The festival is a triennial event founded by the then Ministry of Culture in 2011.
It started in Hangzhou, Zhejiang province, on May 9 and will run until May 26. It features 24 opera productions from all over China.
The conservatory is the only educational institution with two productions on the program list of the festival this year.
The first is the classical opera, Giuseppe Verdi's La Traviata, which was produced by the conservatory and Theater Kiel from Germany and had two performances.
It was staged on Wednesday and Thursday.
The conservatory decided to revive La Traviata as this year marks the 210th anniversary of the birth of Verdi. The opera was also performed at the Shangyin Opera House, a part of the conservatory, on Friday and Saturday.
The other is A Love Ballad of Kangding, an original opera about the construction of the highway from Sichuan province to the Tibet autonomous region and Qinghai province in the 1950s that will be presented on Thursday and Friday.
Since its opening in 2019, the Shangyin Opera House has been focusing on developing young talent and being a bridge between the conservatory and the public, as well as a hub for international exchanges, says Liao Changyong, president of the Shanghai Conservatory of Music.
"International collaborations have not only helped students to achieve academic and technical progress, but also have nurtured their music aesthetics and broadened their international vision as well," says Wang Kaiwei, a professor of the conservatory, who is also a producer of the opera.
A Love Ballad of Kangding is based on a popular love ballad involving Tibet. In the 1950s, more than 110,000 highway engineers and workers participated in the construction of the Sichuan-Tibet-Qinghai highway.
Known as the steepest highway in China at that time, the road was built in the mountainous region under difficult conditions.
"Many people lost their lives in the process, and we want to commemorate this chapter in Chinese history, as well as the contribution and sacrifice of the workers," says Liao.

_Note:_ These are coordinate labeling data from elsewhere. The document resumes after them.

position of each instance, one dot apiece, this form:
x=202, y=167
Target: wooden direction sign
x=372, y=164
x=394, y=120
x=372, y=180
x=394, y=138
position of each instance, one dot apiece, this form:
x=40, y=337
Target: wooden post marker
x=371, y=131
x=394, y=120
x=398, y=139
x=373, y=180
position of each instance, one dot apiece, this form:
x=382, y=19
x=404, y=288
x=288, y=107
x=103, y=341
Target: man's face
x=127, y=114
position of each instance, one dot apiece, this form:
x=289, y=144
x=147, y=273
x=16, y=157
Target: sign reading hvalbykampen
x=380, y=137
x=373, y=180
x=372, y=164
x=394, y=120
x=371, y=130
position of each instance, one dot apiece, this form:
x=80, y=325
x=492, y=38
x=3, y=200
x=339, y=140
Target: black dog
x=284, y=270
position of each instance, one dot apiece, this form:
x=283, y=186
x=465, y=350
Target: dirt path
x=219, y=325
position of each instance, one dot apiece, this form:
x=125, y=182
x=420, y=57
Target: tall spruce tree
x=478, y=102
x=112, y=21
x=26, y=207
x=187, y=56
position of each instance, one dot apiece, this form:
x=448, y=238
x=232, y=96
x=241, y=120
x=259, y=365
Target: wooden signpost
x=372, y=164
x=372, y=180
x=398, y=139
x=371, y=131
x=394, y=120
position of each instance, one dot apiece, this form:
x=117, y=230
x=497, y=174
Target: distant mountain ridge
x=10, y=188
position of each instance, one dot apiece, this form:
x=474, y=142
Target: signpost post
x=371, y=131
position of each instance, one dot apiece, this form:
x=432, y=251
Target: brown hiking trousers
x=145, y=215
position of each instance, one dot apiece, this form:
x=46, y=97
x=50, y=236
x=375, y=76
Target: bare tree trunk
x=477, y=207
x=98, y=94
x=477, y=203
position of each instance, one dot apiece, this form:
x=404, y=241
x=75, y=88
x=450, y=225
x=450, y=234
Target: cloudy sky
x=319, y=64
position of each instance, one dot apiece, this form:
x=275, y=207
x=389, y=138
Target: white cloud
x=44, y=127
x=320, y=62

Liao points out that it was challenging for the conservatory to present two opera productions involving more than 400 people at around the same time, and that the curriculum and rehearsal plans had to be adjusted to make things work.
However, he believes that this challenge will go a long way to helping prepare their students for the real world before graduation.
"We hope our students can accumulate some formal performance experiences before they graduate and get a job in a theater company," he says.
"In the past, it took about three years for a newly graduated musician or singer in a company to become qualified for the position. If they have enough experience at school, they would be able to take important positions as principals and leading actors much sooner."